In the January newsletter we wrote about a recent technical interpretation that had been published by the Canada Revenue Agency Rulings Directorate (“CRA”) regarding whether or not a particular organization or operation established as a non-share capital entity could qualify as a non-profit organization under the Income Tax Act.

Another technical interpretation was released by CRA which furthers this discussion. This article will highlight some of the comments in that letter and our thoughts on whether or not these comments are further evidence of a change in the direction of CRA when determining whether or not an entity qualifies as a tax exempt non-profit organization.

In this particular interpretation, the CRA responded to the following two questions:

1. Can a condominium corporation rent a suite for an amount in excess of its cost of operating and maintaining the suite and still qualify for the exemption from tax provided by paragraph 149(1)(l) of the Act?

2. If the rental profits are used to reduce members’ fees, does this affect the tax exemption?

In responding to these questions, the CRA stated that in its view, where the condominium corporation leased the premises for an amount that could generate a surplus, that in and of itself could be considered to be indicative of an intention to make a profit, and thus the entity would not qualify for the exemption from tax provided under paragraph 149(1)(l) of the Act. Further, the response indicated that when a condominium corporation reduces members’ fees as a consequence of intentionally charging rent in excess of costs, then that would be making the income of the condominium corporation available for the personal benefit of its members which is also contrary to paragraph 149(1)(l) of the Act.

This author questions the responses provided by CRA, and also is reminded of the age old adage – ‘be careful what you ask for’. There is not a large body of case law on when an organization qualifies for tax exempt status as a non-profit organization, nor has CRA historically devoted much time to this issue. It is therefore difficult to conclude whether these responses are an accurate statement or interpretation of the Act.

Paragraph 149(1)(l) provides:

A club, society or association that in the opinion of the minister was not a charity within the meaning assigned by subsection 149.1(1) and that was organized and operated exclusively for social welfare, civic improvement, pleasure or recreation or for any other purpose except profit, no part of the income of which was available to or was otherwise available for the personal benefit of any proprietor, member or shareholder thereof unless the proprietor, member or shareholder was a club, society or association the primary purpose and function of which was the promotion of amateur athletics in Canada.
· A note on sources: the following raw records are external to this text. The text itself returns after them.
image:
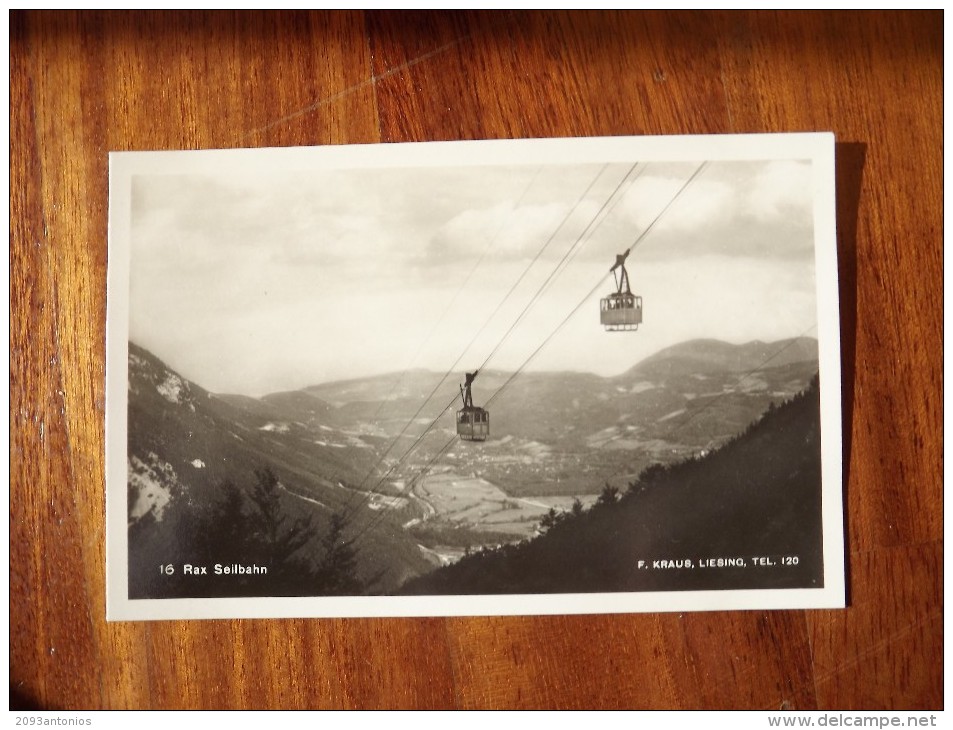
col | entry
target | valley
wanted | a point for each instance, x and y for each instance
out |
(373, 449)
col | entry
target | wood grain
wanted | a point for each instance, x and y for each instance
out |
(82, 84)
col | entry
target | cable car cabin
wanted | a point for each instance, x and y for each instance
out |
(473, 423)
(621, 312)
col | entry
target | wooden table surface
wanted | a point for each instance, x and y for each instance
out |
(83, 84)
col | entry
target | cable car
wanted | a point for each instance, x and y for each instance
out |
(621, 311)
(473, 422)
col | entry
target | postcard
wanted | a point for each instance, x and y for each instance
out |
(545, 376)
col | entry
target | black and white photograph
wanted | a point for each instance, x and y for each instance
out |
(502, 377)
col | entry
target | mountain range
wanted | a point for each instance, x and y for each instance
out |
(332, 445)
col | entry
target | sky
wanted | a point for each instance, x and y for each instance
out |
(263, 280)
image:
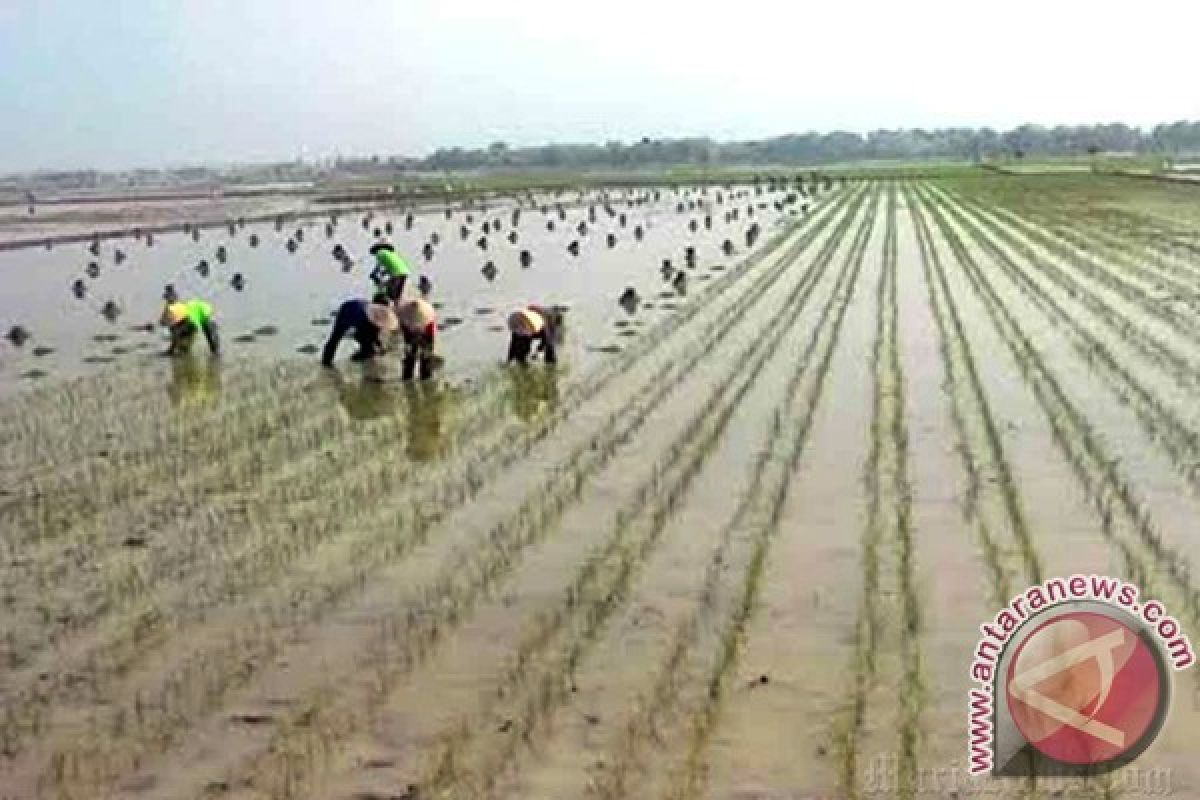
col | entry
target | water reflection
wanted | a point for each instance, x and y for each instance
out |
(195, 382)
(425, 407)
(365, 398)
(534, 391)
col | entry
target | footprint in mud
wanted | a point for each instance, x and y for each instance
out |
(252, 717)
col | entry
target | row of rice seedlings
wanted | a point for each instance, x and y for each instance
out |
(1092, 228)
(413, 631)
(983, 452)
(311, 591)
(208, 499)
(1135, 234)
(531, 698)
(203, 439)
(744, 545)
(105, 416)
(274, 482)
(1175, 362)
(1162, 425)
(235, 394)
(887, 547)
(1156, 274)
(1097, 272)
(1125, 517)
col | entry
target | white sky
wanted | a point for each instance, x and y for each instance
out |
(114, 83)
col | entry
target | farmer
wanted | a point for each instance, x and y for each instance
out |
(184, 320)
(418, 324)
(390, 272)
(529, 324)
(367, 320)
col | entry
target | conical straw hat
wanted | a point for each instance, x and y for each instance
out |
(174, 313)
(417, 314)
(526, 323)
(382, 317)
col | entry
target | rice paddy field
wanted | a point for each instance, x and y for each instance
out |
(737, 545)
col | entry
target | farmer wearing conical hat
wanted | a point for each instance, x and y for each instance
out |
(390, 272)
(534, 324)
(419, 325)
(184, 320)
(367, 320)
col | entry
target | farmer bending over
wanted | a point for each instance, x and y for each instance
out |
(390, 272)
(367, 320)
(534, 324)
(184, 320)
(418, 324)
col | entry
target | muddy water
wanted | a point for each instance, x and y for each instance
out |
(287, 292)
(335, 642)
(775, 737)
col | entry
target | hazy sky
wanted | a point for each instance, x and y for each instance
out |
(117, 83)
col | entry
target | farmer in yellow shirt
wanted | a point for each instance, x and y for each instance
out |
(185, 320)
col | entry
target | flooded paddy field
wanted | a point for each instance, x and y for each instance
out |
(88, 305)
(742, 552)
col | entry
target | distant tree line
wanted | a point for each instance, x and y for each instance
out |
(970, 144)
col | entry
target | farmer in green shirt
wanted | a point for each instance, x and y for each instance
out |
(391, 271)
(185, 320)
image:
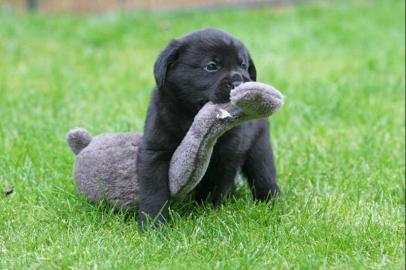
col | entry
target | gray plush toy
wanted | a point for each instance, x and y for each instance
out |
(105, 167)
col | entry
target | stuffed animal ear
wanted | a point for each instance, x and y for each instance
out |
(252, 70)
(164, 61)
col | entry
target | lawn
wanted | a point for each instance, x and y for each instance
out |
(339, 140)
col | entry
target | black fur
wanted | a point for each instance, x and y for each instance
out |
(185, 82)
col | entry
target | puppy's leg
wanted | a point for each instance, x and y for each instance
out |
(154, 201)
(259, 167)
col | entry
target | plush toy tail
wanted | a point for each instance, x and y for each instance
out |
(78, 139)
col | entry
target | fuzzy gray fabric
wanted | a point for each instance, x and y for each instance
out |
(105, 167)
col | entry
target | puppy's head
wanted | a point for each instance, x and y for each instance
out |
(203, 66)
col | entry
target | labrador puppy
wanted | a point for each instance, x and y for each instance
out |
(192, 70)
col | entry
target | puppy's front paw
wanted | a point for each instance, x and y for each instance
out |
(256, 99)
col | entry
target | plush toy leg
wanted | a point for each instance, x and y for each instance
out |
(190, 161)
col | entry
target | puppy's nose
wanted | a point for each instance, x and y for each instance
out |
(236, 79)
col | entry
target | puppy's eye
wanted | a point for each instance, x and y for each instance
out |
(211, 67)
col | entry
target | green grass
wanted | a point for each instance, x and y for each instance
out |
(339, 140)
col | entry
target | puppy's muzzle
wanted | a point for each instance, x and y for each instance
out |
(236, 80)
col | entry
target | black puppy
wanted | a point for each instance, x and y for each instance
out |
(200, 67)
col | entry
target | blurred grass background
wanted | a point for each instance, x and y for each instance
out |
(339, 139)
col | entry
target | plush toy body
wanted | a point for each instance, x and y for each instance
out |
(105, 166)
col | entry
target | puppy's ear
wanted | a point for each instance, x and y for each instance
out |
(252, 70)
(165, 59)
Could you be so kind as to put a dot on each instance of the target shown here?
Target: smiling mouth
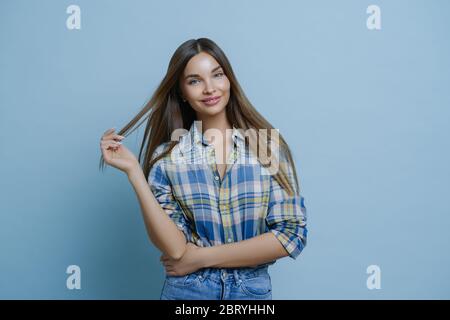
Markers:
(211, 102)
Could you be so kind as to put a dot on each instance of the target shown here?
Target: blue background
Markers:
(366, 114)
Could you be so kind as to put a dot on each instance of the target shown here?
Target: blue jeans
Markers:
(219, 284)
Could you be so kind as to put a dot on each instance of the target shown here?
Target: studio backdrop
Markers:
(359, 89)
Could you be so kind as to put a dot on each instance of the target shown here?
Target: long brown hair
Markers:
(166, 111)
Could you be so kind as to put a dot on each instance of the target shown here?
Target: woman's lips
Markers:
(211, 102)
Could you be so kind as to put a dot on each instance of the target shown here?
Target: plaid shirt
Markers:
(213, 211)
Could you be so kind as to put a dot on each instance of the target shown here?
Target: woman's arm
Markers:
(247, 253)
(161, 229)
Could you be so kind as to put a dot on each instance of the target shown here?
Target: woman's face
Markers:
(203, 79)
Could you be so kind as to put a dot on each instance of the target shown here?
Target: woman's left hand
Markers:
(189, 262)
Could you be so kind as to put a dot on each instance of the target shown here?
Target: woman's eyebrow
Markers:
(198, 76)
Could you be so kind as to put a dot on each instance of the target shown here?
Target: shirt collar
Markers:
(196, 138)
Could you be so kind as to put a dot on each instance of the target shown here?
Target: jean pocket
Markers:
(257, 287)
(182, 281)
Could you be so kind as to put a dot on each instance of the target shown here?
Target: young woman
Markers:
(217, 206)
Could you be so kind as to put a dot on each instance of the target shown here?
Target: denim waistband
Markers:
(231, 274)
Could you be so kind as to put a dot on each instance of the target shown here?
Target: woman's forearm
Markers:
(247, 253)
(161, 229)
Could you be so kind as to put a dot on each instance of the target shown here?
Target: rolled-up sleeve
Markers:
(287, 216)
(162, 190)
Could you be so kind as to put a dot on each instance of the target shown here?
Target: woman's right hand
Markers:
(116, 154)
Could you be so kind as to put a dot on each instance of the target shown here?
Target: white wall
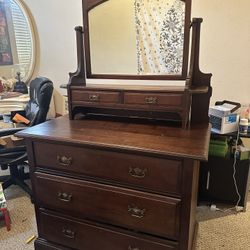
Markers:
(225, 46)
(225, 43)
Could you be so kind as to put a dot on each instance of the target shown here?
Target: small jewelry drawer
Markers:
(127, 208)
(89, 96)
(154, 99)
(82, 235)
(144, 172)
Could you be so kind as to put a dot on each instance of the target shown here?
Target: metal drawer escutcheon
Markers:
(136, 212)
(68, 233)
(137, 172)
(151, 100)
(64, 160)
(64, 197)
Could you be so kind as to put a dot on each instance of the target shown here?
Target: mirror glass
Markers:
(136, 37)
(16, 40)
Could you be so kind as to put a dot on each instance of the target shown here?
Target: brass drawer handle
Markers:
(133, 248)
(64, 160)
(94, 98)
(151, 100)
(68, 233)
(64, 197)
(136, 212)
(138, 172)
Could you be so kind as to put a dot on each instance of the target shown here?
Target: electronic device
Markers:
(223, 117)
It is this author’s view that in today’s world, many legitimately non-profit entities that operate for social welfare, civic improvement, recreation, or other purposes (other than profit) operate as effectively and efficiently as they can to achieve their objects in a fiscally prudent manner. This may involve generating revenue from one activity and using that revenue for another activity while operating on an overall cost recovery basis. CRA’s response in this letter appears to suggest that if any activity earns a surplus, the test in paragraph 149(1)(l) is not met. I think that to conclude that such a manner of operation is indicative of the entity as a whole having an intent to make a profit is questionable.

Further, to conclude that when these entities operate prudently with the result that their membership fees do not increase or are reduced is an indication that there is a personal benefit to the member seems to be a conclusion reached out of context. Suggesting that an entity must plan to spend all revenues – even if such expenditures are not necessary at that moment in time, seems to be inconsistent with the overwhelming public interest for organizations to be fiscally prudent and responsible. CRA has acknowledged this in the past, Interpretation Bulletin IT-496R Non-Profit Organizations states that a non-profit can accumulate a reasonable amount of excess income.

We concluded our earlier article by suggesting that we were hopeful that the answers in the particular technical interpretation were driven mostly by the particular questions asked (which of course are not available as the original letter sent to CRA is not posted on the website). We remain of that view, but are concerned that these responses are indicative of new administrative positions in this area.